Perched on a hilltop and surrounded by a lush 22-hectare (54-acre) farm, the G.A.S. Farm House outside the village of Ikiṣẹ in southern Nigeria is not your average place for an artist residency. For Kosisochukwu Nnebe, who works at the intersection of food and art, it’s the ultimate retreat.
The 31-year-old Nigerian-Canadian is one of the first artists to be hosted at the Guest Artists Space Foundation’s barn house near the town of Ijebu Ode in Ogun state. Although she is a late riser, each morning before she has a chance to prepare eggs on agege bread, Nnebe is out of the door, heading to a banana grove five minutes’ walk away to cut banana leaves for use in a process called chlorophyll printing.
The technique involves developing images through the action of photosynthesis. Nnebe’s particular interest is using the process to print archival images on banana leaves.
“Since 2020, I’ve been exploring the use of foodways – the eating habits and culinary practices of a people, region or historical period,” Nnebe says. She prints photographs of people and texts as “counter-archives” to challenge official records, and as a way to “open up subaltern perspectives”.
The farmhouse is one of two residences in Nigeria founded by the celebrated British-Nigerian artist Yinka Shonibare. The other is in Lagos, three hours’ drive from Ikiṣẹ.
When Shonibare started the farm in 2018, one of the first things he had to do was build a 3km access road. A portion of the land is a working farm, where 11 staff cultivate crops including tomatoes, habaneros, bell peppers maize and yams as part of the regenerative practices, with the produce sold at the farm gate and in the local village.
The G.A.S. Foundation was opened the following year, followed by the farmhouse residency building, which is solar-powered. Its tall windows and perforated external walls let in natural light, as part of the design by Lagos-based architects MOE+AA, led by Papa Omotayo.
Inside the house there is a shared common area with a living room and kitchen, a studio with large desks and easels, and two bedrooms for visiting artists plus a third room reserved for Shonibare.
“Besides the whistling of the wind, the intermittent pattering of rain against the roof, the distant sound of machetes cutting through dense plant life on the farm, there is an underlying stillness and quiet that is a welcome and sharp contrast from the chaos of Lagos,” Nnebe says.
Nnebe has been printing archival images on the banana leaves she harvests as a way to tell the complex stories behind the plant and its history. The banana industry, she says, has “historically had one of the most controversial production and supply systems – replete with egregious labour practices, the domination of single variants and the associated extensive use of pesticides that arises as a result”.
In addition to the small banana grove, the farm features fields full of cassava, another crop that Nnebe became fascinated with after she spent time in Jamaica last year and discovered that enslaved Africans in the 18th century used the plant to make a poison to give to their masters.

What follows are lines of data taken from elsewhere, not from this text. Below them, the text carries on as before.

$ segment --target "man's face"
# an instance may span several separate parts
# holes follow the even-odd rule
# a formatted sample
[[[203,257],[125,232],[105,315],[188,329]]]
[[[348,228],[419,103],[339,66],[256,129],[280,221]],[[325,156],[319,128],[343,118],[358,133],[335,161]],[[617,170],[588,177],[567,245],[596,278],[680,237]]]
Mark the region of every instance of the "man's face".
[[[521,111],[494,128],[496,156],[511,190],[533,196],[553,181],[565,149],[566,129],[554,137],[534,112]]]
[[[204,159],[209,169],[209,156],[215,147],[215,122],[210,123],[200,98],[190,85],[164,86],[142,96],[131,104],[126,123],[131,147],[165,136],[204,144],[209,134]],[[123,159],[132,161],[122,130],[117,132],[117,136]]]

Among the jobs she did before becoming a full-time artist in 2023, Nnebe worked as part of a team within the Canadian government that led to the development of the country’s first national food policy.
She says: “It was [through] this experience … [that] I came to understand food as inherently political – something I now try to communicate through my art practice.”
G.A.S. and its UK-based sister organisation, Yinka Shonibare Foundation (Y.S.F.), came out of a project space that Shonibare started in 2008 in the ground floor of his studio in Hackney, London.
“The farm is in part about addressing food security,” says Belinda Holden, the chief executive officer at Y.S.F. “It really comes out of Yinka’s practice as an artist. At heart, he’s a political artist, dealing with issues including migration, identity, climate and post-colonial reimaginings.”
The G.A.S. Foundation in Lagos, which started in 2022, hosts three artists at a time and has hosted more than 60 to date. “A central ethos of the foundations is for the three artists to comingle and interact with one another in a way that enriches their experience during the residency,” according to Moni Aisida, the executive director at G.A.S.
The first artist in residence this year at the Ikiṣẹ farmhouse was Misheck Masamvu, from Zimbabwe, who stayed for almost six weeks, from August to early October.
“The residency provided fragmented pockets of time, a stark contrast to the hustle and bustle between Lagos and Ikiṣẹ,” says Masamvu, who has a farm in Zimbabwe and works as an abstract painter. “It created the perfect opportunity to slow down, break down boundaries and immerse myself fully into the environment.”
The work he completed included a double-sided canvas, stretched across makeshift frames, inspired by “the subtle shifts of the environment: the birds that nested near the cornfields, the vivid colours of pawpaw leaves, and the ants crossing my path to the studio”.
Meanwhile, Nnebe, whose residency ends in early December, says the caretaker of the farm has asked her to make portraits of her family.
“There is an excitement at the thought of seeing oneself imprinted on plant life in such a way – and the question then turns to: how do we preserve it? I think this is a very human impulse that speaks to our desire to see ourselves reflected in our environment, but also to leave a trace.”